The good news for esports in the UK, is that this could well be set to change.
Excel Esports and the LEC
One of the crucial factors in raising the profile of esports still further in the UK could be the success (or lack of it) or the first UK-based team franchise to compete in the League of Legends Spring Split. Now rebranded as the LEC (formerly the EU LCS), excel Esports are the first British-based franchise to compete at this high level of League of Legends gaming for a place in the World Championships later this year.
Admittedly, the team has endured a somewhat tough start, winning just two of their first ten games to sit second-from-bottom of the table. However, the fact that they are competing is a huge deal, not just for the UK League of Legends scene (which exceL esports have been star performers on over the last few years) but in global terms too.

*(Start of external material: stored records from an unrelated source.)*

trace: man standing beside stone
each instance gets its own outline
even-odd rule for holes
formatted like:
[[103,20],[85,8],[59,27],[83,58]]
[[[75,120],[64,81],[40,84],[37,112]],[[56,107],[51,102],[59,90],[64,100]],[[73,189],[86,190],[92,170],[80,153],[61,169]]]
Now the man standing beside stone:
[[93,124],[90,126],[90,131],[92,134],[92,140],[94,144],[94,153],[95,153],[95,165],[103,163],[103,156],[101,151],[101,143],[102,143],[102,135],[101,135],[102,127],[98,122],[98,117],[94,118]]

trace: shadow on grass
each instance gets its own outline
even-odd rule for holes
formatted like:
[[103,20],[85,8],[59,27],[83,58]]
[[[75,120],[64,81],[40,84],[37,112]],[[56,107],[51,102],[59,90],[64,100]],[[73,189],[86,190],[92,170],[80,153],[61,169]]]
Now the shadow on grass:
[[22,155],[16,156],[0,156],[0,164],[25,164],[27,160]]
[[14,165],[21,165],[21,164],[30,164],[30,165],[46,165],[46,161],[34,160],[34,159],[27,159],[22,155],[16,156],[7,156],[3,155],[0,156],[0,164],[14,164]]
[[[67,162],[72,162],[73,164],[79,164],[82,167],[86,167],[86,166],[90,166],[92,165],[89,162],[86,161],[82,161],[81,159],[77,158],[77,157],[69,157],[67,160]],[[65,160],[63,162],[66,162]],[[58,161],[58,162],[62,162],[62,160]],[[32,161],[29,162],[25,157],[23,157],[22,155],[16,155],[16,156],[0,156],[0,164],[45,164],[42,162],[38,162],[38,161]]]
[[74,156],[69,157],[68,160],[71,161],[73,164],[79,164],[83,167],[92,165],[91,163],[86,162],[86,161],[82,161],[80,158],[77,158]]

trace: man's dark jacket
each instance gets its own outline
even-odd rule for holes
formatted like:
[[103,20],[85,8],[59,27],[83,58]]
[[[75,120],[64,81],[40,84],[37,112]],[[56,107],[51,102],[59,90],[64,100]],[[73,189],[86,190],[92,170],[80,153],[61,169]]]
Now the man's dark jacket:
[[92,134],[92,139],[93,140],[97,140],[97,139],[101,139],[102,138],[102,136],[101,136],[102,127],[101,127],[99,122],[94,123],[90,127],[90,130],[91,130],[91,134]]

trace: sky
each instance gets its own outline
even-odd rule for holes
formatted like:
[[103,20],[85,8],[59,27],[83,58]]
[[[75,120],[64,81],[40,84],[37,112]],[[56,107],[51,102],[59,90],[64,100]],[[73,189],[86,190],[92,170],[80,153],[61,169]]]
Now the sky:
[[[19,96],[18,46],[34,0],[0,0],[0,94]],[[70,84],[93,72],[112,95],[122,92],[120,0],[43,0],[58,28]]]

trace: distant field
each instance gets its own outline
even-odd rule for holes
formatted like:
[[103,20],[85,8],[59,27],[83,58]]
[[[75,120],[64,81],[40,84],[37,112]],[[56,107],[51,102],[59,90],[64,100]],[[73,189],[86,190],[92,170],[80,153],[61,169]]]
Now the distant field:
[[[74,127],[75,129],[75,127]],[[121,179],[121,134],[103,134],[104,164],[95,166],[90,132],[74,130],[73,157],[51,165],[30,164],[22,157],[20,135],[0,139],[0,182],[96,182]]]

Furthermore, the imminent start of the LVP UK League will also see exceL enter a team along with another big name from esports gaming, Fnatic. These may be academy teams, but they are evidence that the UK is now attracting the star names to compete on these shores on a regular basis, all of which will help raise the profile of the game.
There’s no doubt that one of the key things that will drive the UK towards becoming more esports aware is the exposure given to it through the mainstream media. Again, there are positive things to report here as not only are there esports dedicated channels now available on digital satellite TV services, but some of the most popular channels, such as BBC TV and Sky, have started to show esports highlights as a matter of course.
Indeed, Sky have shown live action from recent FIFA tournaments live on Sky Sports, their premier sports channel, at popular viewing times, such as Saturday and Sunday afternoons, which have increased the exposure of esports a great deal.
With the FIFA ePremier League set to start in 2019, not to mention the FIFA eWorld Cup to look forward to, there is every chance that esports will become part of TV schedules on a more regular basis and when that happens, the industry in the UK could well catch fire,
After all, you only have to look at how the popularity of the Premier League has increased since Sky TV first got involved in the early 1990s to see how exposure on these channels can massively influence how a sport is perceived and enjoyed.
The Next Step
In order for the UK to really fall in love with esports, the country needs its own esports superstar or esports super team. Denmark has Astralis in CS:GO, while South Korean League of Legends ace Faker is one of the most famous faces in South Korea, or across the global League of Legends community.
The UK has had esports champions in the past, including a FIFA esports tournament winners Gorilla and Tekkz, but as yet, nobody has taken that beyond that isolated success into a sustained period of dominance that elevates them into a household name.
It is perhaps this final step that the UK esports community need to take to make esports truly accepted as mainstream throughout the country. 2019 may be a little early for that to happen, but if and when it does, the UK esports industry is primed ready to explode.